A doorstep scam (or doorstep fraud) involves someone coming into your home and knocking on your door, with the aim of tricking you or a relative out of money. There can be added pressure with face-to-face interaction, which can sometimes be more challenging than dealing with phone scams, postal scams and online scams.

Doorstep scams account for around 5% of all scams, according to research by Citizens Advice. Scammers often target older people for doorstep scams, they are more likely to be at home all day and scammers might find it easier to intimidate them. In fact, 85% of victims of doorstep scams are aged 65 and over, according to National Trading Standards.

Bogus callers

These are people who try to get into your home and steal from you or try to get to your personal details. They may work in pairs and could pose as:

  • Strangers who say they need to use your phone because of an emergency
  • Officials, such as gas or electrical meter readers - they may have fake uniforms and ID charity collectors
  • Someone doing market research.

You should:

  • Be suspicious - never let anyone you don't know and trust into your home
  • Always check ID - you can call the company if you are unsure but don't call the number on the caller's card as it may belong to an accomplice. Check the telephone directory or the company's website
  • Set up a utilities password so you can check the caller is genuine - contact your supplier for details
  • Call the police if you are suspicious or feel threatened.

Rogue traders

A trader may call to sell you something or say you need work done, often urgently. They may put pressure on you to make a quick decision and refuse to take no for an answer. If you agree, you may:

  • Spend a lot of money
  • Have no consumer rights
  • End up with sub-standard work.

You should always take your time before deciding to buy something or having work done.

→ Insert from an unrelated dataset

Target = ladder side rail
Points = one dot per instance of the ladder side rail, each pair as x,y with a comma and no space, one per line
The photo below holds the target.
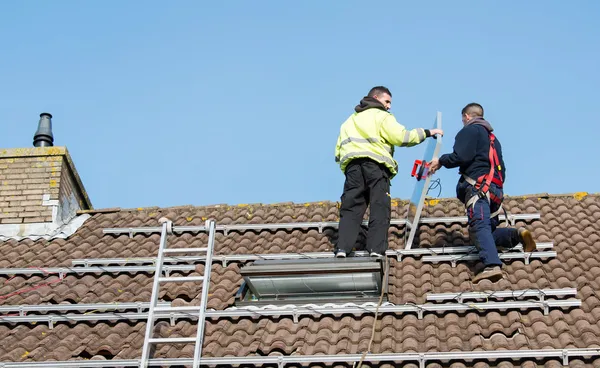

Credit & debit card RFID threat?

Electronic pickpocketing refers to the process of stealing credit/debit card information from people in a public place using RFID (Radio Frequency Identification) technology - otherwise known as Contactless.

Let's not get too excited about this. Do a quick Internet search and you'll find that an industry has grown up to solve a problem that probably doesn't exist. One expert is quoted as saying 'there's probably hundreds of millions of financial crimes being done every year and so far zero, real life RFID crime' (Roger Grimes, July 2017).

The general recommendation is take care, you are far more likely to have a card stolen than the data from it. Just keep your cards securely.